La situation de la république, sous la présidence de Boyer, demeura long-temps ignorée de l’Europe. On ne sut pas combien la population haïtienne était vivement travaillée par l’esprit démocratique. L’interdit parfois sanglant dont Boyer frappa l’expression de toute doctrine politique fit croire à une quiétude parfaite dans les esprits. A ne juger en effet de l’état du pays que par la presse haïtienne, on aurait pu croire que le gouvernement de Boyer fonctionnait au milieu d’une paix générale. Au moment même où éclata la révolution de 1843, les rédacteurs des journaux, du Port-au-Prince, avertis par un officier du président, s’abstenaient de faire la moindre allusion à la crise qui se déclarait.
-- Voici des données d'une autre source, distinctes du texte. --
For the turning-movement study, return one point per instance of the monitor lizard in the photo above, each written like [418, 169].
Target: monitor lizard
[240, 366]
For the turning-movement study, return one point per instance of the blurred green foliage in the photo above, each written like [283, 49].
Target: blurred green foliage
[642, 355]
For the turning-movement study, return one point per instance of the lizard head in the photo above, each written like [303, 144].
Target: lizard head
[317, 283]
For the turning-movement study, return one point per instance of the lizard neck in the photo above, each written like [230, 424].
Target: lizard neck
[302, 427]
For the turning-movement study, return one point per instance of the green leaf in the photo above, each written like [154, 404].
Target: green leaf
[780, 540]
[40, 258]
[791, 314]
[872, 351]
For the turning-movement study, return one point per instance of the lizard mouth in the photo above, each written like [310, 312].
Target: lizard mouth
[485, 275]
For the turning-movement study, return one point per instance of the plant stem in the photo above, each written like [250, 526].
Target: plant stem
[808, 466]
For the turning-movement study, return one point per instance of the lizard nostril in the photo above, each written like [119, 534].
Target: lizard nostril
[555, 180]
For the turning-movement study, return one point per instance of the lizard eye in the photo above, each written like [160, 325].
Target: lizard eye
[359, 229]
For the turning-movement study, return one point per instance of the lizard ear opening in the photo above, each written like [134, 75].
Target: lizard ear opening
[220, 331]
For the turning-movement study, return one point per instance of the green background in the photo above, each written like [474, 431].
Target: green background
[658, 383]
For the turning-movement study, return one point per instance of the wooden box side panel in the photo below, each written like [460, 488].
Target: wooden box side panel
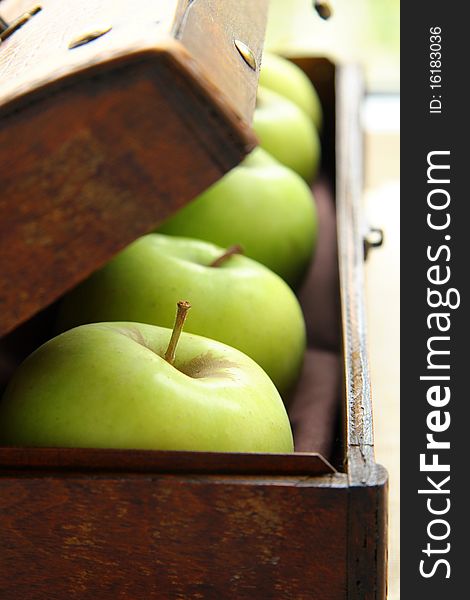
[102, 176]
[168, 537]
[226, 24]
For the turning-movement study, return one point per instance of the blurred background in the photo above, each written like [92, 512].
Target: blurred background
[368, 32]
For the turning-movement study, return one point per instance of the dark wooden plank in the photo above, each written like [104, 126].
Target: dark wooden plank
[368, 482]
[148, 461]
[100, 143]
[166, 537]
[367, 527]
[225, 23]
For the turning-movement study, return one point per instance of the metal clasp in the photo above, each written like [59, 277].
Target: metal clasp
[6, 29]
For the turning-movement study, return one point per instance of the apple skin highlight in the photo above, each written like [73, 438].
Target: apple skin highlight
[241, 303]
[108, 385]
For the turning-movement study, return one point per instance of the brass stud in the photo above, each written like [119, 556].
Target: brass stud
[246, 54]
[88, 37]
[323, 9]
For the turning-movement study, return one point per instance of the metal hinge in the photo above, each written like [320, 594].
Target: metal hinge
[6, 29]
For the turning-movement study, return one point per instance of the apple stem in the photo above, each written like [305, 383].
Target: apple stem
[236, 249]
[181, 313]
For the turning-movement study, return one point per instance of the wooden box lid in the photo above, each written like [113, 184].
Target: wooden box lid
[112, 115]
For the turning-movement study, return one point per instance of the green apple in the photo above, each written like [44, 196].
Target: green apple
[239, 303]
[286, 78]
[262, 205]
[109, 385]
[287, 133]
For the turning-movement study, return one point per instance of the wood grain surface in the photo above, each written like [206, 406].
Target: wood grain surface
[100, 142]
[172, 538]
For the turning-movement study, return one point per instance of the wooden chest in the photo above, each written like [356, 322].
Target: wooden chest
[140, 524]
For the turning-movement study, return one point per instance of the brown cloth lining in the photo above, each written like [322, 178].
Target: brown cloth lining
[314, 407]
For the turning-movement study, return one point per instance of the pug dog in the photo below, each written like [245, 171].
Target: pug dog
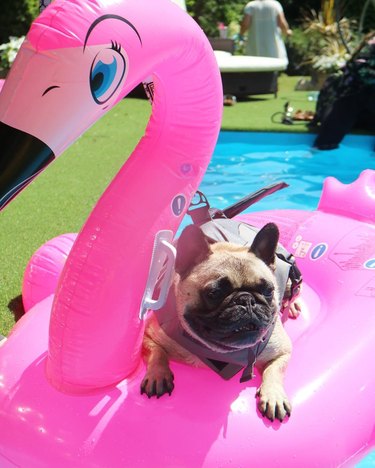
[224, 299]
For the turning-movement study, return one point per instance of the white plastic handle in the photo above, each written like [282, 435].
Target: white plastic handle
[163, 258]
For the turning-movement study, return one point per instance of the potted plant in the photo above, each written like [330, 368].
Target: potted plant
[329, 44]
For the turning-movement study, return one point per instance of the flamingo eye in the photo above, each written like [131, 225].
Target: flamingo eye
[106, 74]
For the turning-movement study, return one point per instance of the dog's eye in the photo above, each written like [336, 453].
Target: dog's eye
[267, 291]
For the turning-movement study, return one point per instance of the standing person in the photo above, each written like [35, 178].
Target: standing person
[265, 22]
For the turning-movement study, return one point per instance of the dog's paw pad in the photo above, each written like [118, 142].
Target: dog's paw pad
[157, 383]
[273, 404]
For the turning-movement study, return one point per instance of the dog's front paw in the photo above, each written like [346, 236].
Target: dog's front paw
[273, 402]
[157, 382]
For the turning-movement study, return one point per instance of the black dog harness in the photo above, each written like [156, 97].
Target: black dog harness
[216, 225]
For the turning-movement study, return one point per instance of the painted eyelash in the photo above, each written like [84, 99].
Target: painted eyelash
[115, 46]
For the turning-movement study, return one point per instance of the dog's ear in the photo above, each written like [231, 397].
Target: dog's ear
[192, 248]
[265, 243]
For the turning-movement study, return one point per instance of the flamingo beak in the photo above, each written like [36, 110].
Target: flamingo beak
[22, 157]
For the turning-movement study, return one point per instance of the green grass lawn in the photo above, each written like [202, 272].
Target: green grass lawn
[61, 198]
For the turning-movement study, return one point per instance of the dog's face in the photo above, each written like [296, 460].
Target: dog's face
[226, 295]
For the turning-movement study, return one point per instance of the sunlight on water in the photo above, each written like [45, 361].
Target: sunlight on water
[244, 162]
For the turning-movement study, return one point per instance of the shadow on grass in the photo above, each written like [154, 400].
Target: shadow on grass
[16, 307]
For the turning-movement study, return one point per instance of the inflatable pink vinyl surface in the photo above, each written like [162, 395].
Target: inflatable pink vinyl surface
[70, 371]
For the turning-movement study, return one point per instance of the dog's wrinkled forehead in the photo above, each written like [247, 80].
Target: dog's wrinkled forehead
[235, 262]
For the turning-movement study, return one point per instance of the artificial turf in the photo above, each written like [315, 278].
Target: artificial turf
[60, 199]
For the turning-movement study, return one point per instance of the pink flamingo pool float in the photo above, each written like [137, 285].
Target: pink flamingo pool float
[71, 368]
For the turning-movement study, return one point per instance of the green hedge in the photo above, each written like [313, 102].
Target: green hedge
[16, 17]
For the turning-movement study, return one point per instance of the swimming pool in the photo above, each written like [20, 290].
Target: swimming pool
[243, 162]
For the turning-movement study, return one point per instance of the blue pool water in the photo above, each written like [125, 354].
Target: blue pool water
[245, 162]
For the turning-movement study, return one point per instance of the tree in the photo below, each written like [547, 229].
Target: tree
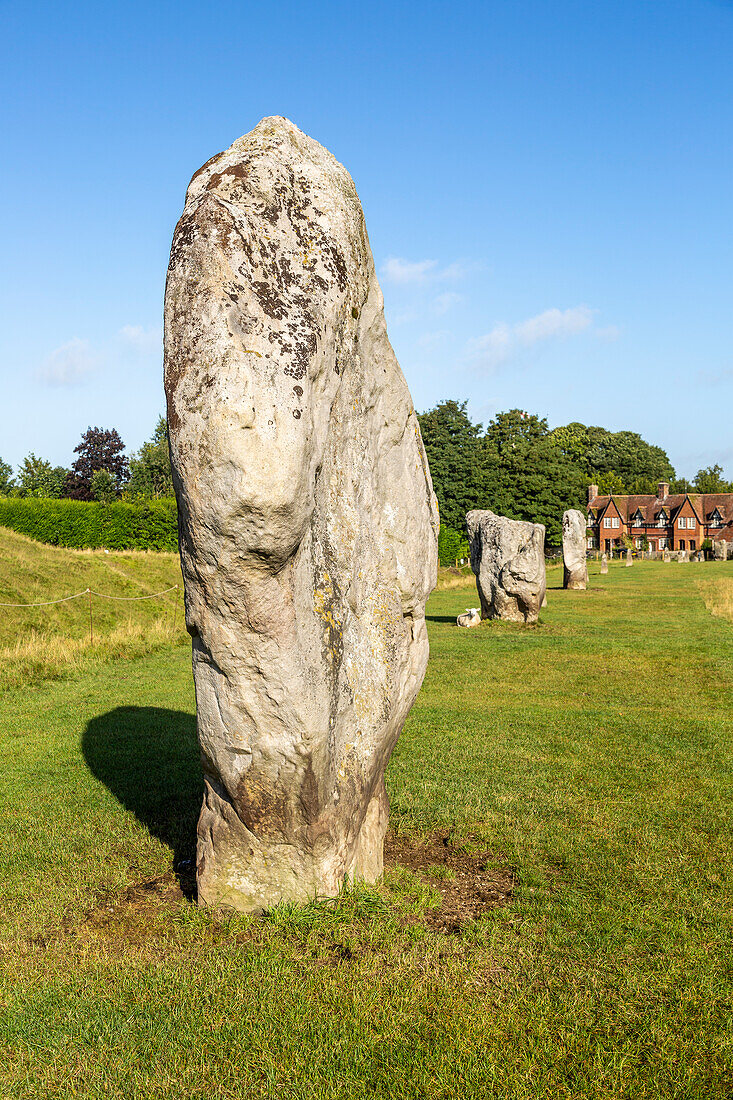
[150, 469]
[7, 482]
[99, 449]
[527, 476]
[102, 486]
[37, 477]
[710, 480]
[453, 452]
[621, 459]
Tandis que la fusillade grondait à quelques lieues du Port-au-Prince, la presse locale se livrait à de transcendantes discussions sur le droit des gens, ou à l’examen approfondi du système financier[1]. Cette comédie dura jusqu’au jour où Boyer dut s’enfuir devant la révolution triomphante. Dès ce moment, les passions politiques se firent jour dans la presse avec l’impétuosité d’un torrent qui rompt ses digues. Ce fut, ou jamais, le cas de dire : La démocratie coule à pleins bords. Et quelle démocratie ! le choc des idées les plus hétérogènes, l’alliance des principes les plus contraires, du fédéralisme américain et des tendances unitaires de 93 ; la souveraineté du

  1. On peut consulter les numéros du Patriote et du Temps publiés à l’époque dont nous parlons.